Using Google and man pages, I've come up with these conditions:

:programname,isequal,"alpha"           /var/log/alpha.log

This logs all messages from the "alpha" application to the correct log file.

:msg,startswith," AUTH:"                /var/log/alpha-auth.log

This logs all messages starting with "AUTH:" to the correct log file.

Now obviously, the last condition doesn't just apply to "alpha", but to all messages. I would like to combine these conditions to one that says "all messages from alpha that starts with AUTH: ...". Is it possible to combine filters with "and" like that?

"BSD-style blocks" seem perfect, as I can define a block for my application and all conditions apply only to messages from that application. Unfortunately, according to the docs the feature is no longer supported (deprecated?), and I don't want to rely on a deprecated feature. Does rsyslog v7+ introduce an alternative to such blocks?

Using an expression-based filter I've managed to get my desired outcome, but I feel like I'm using a bazooka to kill a fly:

if $programname == "alpha" and $msg startswith " AUTH:" then \
    /var/log/alpha-auth.log

What would be the "correct" (i.e. simplest and least error prone) way to do this?
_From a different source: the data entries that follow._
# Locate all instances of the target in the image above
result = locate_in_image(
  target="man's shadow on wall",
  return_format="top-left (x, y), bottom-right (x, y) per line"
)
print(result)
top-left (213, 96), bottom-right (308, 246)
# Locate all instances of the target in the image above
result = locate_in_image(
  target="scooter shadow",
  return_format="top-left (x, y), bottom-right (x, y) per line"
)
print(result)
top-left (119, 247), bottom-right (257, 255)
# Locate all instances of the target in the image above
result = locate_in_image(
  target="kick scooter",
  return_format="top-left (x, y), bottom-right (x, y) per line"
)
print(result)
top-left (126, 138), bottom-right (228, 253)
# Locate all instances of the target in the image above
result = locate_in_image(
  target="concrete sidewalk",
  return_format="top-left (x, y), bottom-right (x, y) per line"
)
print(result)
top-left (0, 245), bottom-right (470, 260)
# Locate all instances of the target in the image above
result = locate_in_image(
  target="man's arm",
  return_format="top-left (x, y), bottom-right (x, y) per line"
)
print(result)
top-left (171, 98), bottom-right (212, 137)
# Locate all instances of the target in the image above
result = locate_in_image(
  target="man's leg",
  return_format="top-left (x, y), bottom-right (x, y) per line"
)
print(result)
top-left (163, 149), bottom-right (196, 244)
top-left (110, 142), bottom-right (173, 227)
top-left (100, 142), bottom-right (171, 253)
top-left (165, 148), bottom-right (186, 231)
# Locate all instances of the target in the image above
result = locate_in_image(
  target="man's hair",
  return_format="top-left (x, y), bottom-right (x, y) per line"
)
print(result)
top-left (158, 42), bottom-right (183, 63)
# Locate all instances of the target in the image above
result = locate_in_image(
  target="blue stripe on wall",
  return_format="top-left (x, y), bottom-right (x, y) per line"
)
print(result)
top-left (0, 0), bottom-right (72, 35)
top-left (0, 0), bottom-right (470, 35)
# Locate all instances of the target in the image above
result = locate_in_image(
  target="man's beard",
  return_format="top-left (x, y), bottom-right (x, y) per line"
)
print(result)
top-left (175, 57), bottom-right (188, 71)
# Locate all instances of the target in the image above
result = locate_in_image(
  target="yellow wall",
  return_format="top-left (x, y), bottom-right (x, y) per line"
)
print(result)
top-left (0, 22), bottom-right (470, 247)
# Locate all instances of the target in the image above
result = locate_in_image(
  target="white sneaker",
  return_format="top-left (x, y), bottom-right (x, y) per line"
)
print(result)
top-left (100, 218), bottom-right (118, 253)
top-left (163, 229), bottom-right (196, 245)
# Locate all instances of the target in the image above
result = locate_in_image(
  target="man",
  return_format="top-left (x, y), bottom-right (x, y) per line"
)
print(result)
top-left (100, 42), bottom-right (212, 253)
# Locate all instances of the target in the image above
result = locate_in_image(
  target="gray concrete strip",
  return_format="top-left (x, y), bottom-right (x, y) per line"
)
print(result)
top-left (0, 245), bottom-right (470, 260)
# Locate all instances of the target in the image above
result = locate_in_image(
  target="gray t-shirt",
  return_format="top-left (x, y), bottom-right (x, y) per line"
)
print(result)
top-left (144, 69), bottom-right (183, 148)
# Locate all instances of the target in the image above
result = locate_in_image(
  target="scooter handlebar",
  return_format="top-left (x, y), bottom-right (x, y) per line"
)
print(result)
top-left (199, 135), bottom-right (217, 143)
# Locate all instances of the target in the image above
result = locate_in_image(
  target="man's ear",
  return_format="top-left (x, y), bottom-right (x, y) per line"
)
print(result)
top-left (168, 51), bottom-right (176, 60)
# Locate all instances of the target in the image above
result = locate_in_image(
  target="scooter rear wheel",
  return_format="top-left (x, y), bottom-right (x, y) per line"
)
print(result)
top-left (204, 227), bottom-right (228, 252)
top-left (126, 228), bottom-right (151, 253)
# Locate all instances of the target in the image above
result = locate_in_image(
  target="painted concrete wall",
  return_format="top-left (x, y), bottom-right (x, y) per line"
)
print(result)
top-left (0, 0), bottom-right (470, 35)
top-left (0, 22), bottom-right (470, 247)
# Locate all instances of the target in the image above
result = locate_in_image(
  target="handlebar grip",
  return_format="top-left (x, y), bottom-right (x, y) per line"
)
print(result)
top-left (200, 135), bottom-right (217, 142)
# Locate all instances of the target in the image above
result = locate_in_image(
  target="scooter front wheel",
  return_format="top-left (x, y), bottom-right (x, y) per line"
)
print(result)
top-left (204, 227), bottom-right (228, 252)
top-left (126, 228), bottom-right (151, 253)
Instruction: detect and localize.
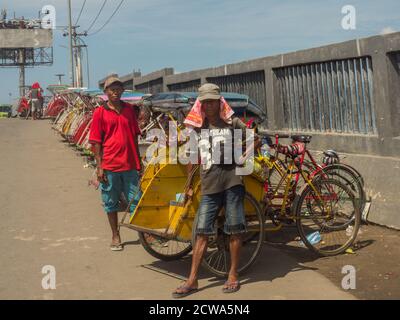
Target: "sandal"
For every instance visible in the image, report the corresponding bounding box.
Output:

I'm using Debian Jessie, which currently means rsyslog 8.4.2

Hubro
  • 1,138
  • 4
  • 16
  • 35

1 Answers1

6

First, make a config file in /etc/rsyslog.d, such as 01-alpha.conf, to make things organized. This way, your 01-alpha.conf will be read first than 50-default.conf. 50-default.conf has a rule to log everything in /var/log/syslog, so in this example we will be discarding the message after writing it in alpha's logs.

In 01-alpha.conf:

:programname, isequal, "alpha" {
  *.* /var/log/alpha.log
  :msg, startswith, "AUTH:" {
    *.* /var/log/alpha-auth.log
  }
  stop
}

The message only enter in this filter if the program name is alpha, then it will log in /var/log/alpha.log. If it's an auth log, logs it in /var/log/alpha-auth.log. In the end, discard the message so it won't be written elsewhere.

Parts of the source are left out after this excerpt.